CNN: Complex loss and last activation functions

Simple case: cats and dogs example
Input shape (150,150,3) → CONV layers… → Flatten() → Dense(512, activation= ‘relu’) → Dense(1, activation=‘sigmoid’"
Loss = binary_crossentropy

Complex case and question
Input shape (150,150,75)
Output shape (150,150, 500)

  • The output shape has the same height and width than the input shape
  • The model will be trained with this output shape which is a grid of width 150 and depth 150. The number of channel is 500: It is the number of potential species that could be observed within each cell or pixel.
  • The final objective for this neural network would be to get a matrix of 150x150, with channel of 500 being the probabilities of each species presences within each pixel or cell.

To summarize:
Input shape (150,150,75) → CONV layers → … ? … → Output shape (150, 150, 500)


  • What kind of loss function could be used ?
  • Should flatten be used ?
  • What could be the last activation function ?

Thank you for any idea or suggestion

If you did use flatten in the model, please click my name and message your notebook as an attachment.

Hello @balaji.ambresh,

I did not use flatten yet.

I am just trying to define the architecture I should use (loss / activation function) to be able to output this shape (150,150,500).
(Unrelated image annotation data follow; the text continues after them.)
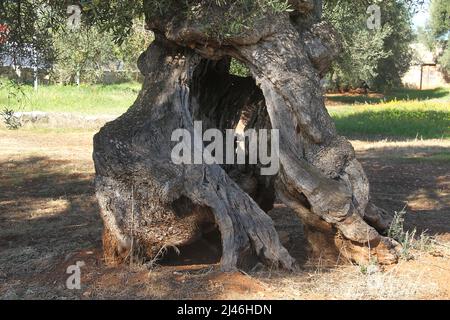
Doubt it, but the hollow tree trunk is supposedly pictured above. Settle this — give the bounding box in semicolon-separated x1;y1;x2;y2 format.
93;0;397;271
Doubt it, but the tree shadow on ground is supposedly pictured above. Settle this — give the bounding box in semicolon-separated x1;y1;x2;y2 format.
0;147;450;299
333;109;450;141
358;146;450;236
0;157;101;298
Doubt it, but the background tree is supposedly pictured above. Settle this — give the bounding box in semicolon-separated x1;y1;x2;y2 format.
430;0;450;73
324;0;414;89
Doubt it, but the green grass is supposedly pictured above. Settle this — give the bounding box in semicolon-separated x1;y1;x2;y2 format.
0;83;450;140
328;88;450;140
328;88;450;104
0;82;141;115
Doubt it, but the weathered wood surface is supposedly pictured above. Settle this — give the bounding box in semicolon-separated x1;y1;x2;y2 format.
93;0;397;271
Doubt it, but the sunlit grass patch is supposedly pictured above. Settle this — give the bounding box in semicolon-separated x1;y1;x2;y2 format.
328;100;450;140
0;82;141;115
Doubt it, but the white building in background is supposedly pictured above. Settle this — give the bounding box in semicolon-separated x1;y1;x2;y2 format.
402;43;449;89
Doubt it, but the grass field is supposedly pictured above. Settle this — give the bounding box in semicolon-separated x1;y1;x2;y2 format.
0;83;450;140
0;82;141;115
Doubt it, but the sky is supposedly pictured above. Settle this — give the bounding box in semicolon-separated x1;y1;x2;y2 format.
413;0;430;30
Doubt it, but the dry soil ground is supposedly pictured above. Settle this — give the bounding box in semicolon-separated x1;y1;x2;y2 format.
0;129;450;299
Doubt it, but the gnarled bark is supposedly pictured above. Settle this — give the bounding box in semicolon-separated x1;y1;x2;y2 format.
94;0;397;270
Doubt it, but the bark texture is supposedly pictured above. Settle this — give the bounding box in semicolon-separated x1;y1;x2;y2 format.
93;0;397;271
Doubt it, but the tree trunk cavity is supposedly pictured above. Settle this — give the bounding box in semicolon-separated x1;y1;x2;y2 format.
93;1;397;271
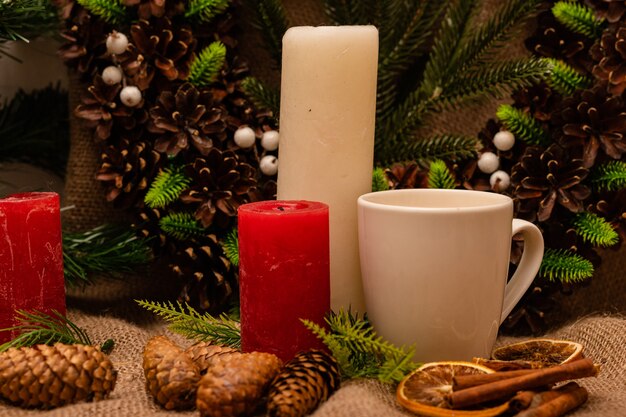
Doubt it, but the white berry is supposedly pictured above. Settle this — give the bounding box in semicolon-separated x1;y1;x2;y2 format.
106;31;128;55
493;130;515;151
234;126;256;148
102;65;122;85
120;85;141;107
261;130;278;151
489;170;511;193
478;152;500;174
259;155;278;177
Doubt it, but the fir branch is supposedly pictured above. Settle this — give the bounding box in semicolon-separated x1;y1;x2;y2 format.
135;300;241;349
76;0;127;24
372;168;389;191
221;227;239;267
63;225;152;286
552;1;604;39
188;41;226;87
382;135;479;165
428;159;455;189
144;167;191;208
591;161;626;191
574;212;619;247
539;249;594;283
546;59;591;96
0;310;92;352
496;104;550;145
159;213;206;240
241;77;280;118
185;0;230;23
302;310;417;383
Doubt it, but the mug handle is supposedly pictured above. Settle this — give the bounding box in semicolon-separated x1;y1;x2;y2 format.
500;219;543;324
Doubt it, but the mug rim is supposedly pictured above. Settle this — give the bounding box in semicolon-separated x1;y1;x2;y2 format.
357;188;513;213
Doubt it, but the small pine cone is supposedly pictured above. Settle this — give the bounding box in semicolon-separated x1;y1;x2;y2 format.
196;352;282;417
143;336;200;410
0;343;117;408
185;342;238;375
267;350;340;417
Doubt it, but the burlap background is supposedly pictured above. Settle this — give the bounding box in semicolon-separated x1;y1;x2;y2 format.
8;0;626;417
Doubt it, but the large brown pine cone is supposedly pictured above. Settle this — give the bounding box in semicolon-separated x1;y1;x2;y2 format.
0;343;117;408
511;144;591;222
148;84;226;155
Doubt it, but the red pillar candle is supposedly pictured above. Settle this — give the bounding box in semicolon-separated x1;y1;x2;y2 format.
0;193;65;342
239;201;330;361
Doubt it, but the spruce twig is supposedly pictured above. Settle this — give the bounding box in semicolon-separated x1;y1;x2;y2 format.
135;300;241;349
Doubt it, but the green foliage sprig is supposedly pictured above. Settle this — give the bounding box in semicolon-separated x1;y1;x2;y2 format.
188;41;226;87
496;104;550;145
0;310;92;352
77;0;127;24
428;159;455;189
63;225;152;286
552;1;604;39
539;249;594;283
591;161;626;191
159;213;206;240
574;212;619;247
135;300;241;349
144;167;191;208
302;310;418;383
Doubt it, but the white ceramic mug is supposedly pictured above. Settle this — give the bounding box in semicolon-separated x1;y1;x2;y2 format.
358;189;543;361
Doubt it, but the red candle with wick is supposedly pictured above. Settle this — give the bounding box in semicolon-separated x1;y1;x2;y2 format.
239;201;330;361
0;193;65;342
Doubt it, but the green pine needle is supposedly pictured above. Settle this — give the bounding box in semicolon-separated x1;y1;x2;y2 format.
547;59;591;96
135;300;241;349
372;168;389;191
574;212;619;247
63;225;152;286
539;249;594;283
77;0;126;24
591;161;626;191
552;1;604;39
188;41;226;87
496;104;550;145
221;227;239;267
144;168;191;208
185;0;230;23
428;159;455;189
159;213;206;240
0;310;92;352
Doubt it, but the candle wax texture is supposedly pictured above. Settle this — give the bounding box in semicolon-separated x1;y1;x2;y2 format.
277;26;378;312
0;193;65;342
239;201;330;361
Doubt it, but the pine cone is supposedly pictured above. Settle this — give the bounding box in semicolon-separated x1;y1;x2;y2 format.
148;84;226;155
180;148;256;230
143;336;200;410
589;27;626;96
0;343;117;408
196;352;282;417
511;144;591;222
553;85;626;168
267;350;340;417
185;342;238;375
170;234;237;313
96;139;162;208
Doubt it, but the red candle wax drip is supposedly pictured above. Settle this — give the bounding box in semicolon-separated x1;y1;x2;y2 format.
239;201;330;361
0;193;65;342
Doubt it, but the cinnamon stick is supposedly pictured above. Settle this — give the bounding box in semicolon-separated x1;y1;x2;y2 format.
515;384;589;417
447;359;598;408
452;369;537;391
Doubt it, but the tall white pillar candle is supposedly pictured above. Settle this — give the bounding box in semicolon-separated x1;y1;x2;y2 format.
278;26;378;312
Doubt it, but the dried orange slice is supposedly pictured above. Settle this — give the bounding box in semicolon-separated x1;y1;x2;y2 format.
396;361;508;417
491;339;583;367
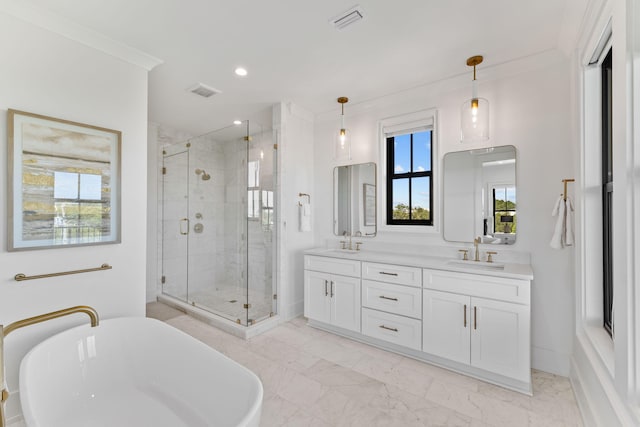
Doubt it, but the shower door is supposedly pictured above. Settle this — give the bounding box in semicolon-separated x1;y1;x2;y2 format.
162;146;189;302
162;122;277;326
The advantage of having this output shape is for example if I want to get all cell (or pixel) probabilities for species 1, I will just extract the first channel on the 150x150 output grid.

Maybe a way would be to flatten for the last layer height and width → 150 x 150

  • Which means that the output shape instead of shape (150, 150, 500) would be (22500, 500)
  • But I still can’t figure out what kind of loss and last activation function I should use, given the fact that there could be more than 1 species out of the 500 species in the same cell or pixel

This topic of semantic segmentation is covered in week 3 in course 4 in deep learning specialization. I can’t find the coursera video on youtube. Please search for it or even better take the course. The NN is called UNet.

Please see this link as well.

1 Like

Thanks a lot for this excellent input @balaji.ambresh!

As a matter of fact I took the course but didn’t make the link, because the content of my input and output channels are different (150x150x75 versus 150x150x500)

  • Input channels are environmental variables (75, like water,forest, etc.)
  • Output channels are species, as you suggested, a true mask of depth 500 different species, with some being present in a pixel and some not
  • And as you suggested, the objective would be to get the predicted maks with UNet

Would it then be all right to simply add a few layer at the end of the UNet to get the correct output shape or would I be distorting too much the intent of the UNet?

You’re welcome.

Since you’ve taken the course, one thing to notice is that the unet implementation on paper is different from the assignment. In the assignment, input shape is (96, 128, 3) and output shape is (96, 128, n_classes).

Given the match in first 2 dimensions, I’m in favor of creating a custom unet / reshaping input to match unet is than adding last few layers to get to the original width and height.

Why don’t you try both and reply to this thread with the results?


1 Like

Awesome, @balaji.ambresh,

Sure no problem, I will try both and reply to the thread. Give me a few months, as I have ongoing projects I need to finish first.

Looking forward trying this, thanks again for your great advices!